I think that we are at the end of an era.  Simon Wiesenthal is dead and most of those whom he sought are dead and any remaining Nazi is obviously very old.  It is unlikely that there are many, if any, stories of saving Jews that have not already been reported somewhere.  The Holocaust is not a reason to be Jewish, but it is far too soon for us to have amnesia about such a significant event in the life of the Jewish people.  Asa Hilliard wrote: "An individual who loses his or her memory is disabled.  So it is with a people."

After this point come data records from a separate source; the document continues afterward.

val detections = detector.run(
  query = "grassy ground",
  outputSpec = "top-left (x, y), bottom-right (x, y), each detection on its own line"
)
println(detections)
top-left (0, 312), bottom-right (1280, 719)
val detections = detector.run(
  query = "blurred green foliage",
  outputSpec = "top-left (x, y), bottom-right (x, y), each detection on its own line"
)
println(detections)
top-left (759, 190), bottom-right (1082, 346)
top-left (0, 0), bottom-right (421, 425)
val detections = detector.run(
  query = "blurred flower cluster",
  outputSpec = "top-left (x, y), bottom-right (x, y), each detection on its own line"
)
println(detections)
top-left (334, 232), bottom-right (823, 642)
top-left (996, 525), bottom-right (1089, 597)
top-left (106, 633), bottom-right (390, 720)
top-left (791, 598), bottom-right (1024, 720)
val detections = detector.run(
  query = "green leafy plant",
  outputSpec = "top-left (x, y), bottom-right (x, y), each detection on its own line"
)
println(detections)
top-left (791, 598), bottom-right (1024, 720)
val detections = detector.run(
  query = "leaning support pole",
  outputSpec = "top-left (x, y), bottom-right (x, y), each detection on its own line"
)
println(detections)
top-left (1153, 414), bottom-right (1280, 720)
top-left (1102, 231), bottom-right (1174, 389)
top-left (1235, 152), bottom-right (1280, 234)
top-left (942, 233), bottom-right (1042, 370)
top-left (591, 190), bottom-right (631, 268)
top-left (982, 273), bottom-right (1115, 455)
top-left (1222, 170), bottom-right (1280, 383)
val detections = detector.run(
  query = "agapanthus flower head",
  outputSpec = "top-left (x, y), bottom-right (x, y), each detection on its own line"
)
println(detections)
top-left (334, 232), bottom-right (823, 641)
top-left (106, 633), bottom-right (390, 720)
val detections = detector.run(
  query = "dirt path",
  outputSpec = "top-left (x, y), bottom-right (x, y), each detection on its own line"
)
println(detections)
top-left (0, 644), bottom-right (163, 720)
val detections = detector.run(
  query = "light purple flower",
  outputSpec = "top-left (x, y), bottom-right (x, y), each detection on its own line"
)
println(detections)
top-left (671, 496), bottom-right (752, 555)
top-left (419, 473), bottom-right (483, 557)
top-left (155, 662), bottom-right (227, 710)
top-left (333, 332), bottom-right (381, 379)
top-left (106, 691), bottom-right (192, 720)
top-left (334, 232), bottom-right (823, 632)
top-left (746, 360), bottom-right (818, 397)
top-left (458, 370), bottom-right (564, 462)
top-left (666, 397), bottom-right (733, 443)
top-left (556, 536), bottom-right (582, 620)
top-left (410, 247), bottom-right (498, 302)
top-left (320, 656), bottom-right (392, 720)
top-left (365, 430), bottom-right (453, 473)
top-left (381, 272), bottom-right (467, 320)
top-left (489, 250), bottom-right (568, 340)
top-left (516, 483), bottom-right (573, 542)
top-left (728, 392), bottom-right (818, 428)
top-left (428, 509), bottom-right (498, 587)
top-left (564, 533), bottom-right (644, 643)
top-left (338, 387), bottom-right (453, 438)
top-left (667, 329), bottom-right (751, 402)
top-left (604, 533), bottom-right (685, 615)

We also need to try to learn what it is that makes some people monsters and others so wonderfully compassionate.  What motivated Oscar Schindler and Raoul Wallenberg, Harry Bingham and Ernst Leitz?  How do we nurture the growth and development of caring for others in our children and future generations?  After all, remembering the past is also about impacting the future.  Fifty years from now, one hundred years from now, whom will our descendants remember for standing up to the monsters of this world?  Who will be the righteous ones who took responsibility to save the unprotected victims of brutal leaders and their vicious followers?  Let us pray that the Righteous Gentiles of the past have spiritual descendants.  Let us never forget those who pursued justice, many of whom paid with their careers or their lives.  Soon we will recite Yizkor.  We remember loved ones who impacted on our lives.  Let us also take a moment to remember those who should serve as models of behavior to all us.  May their memory, too, be a blessing.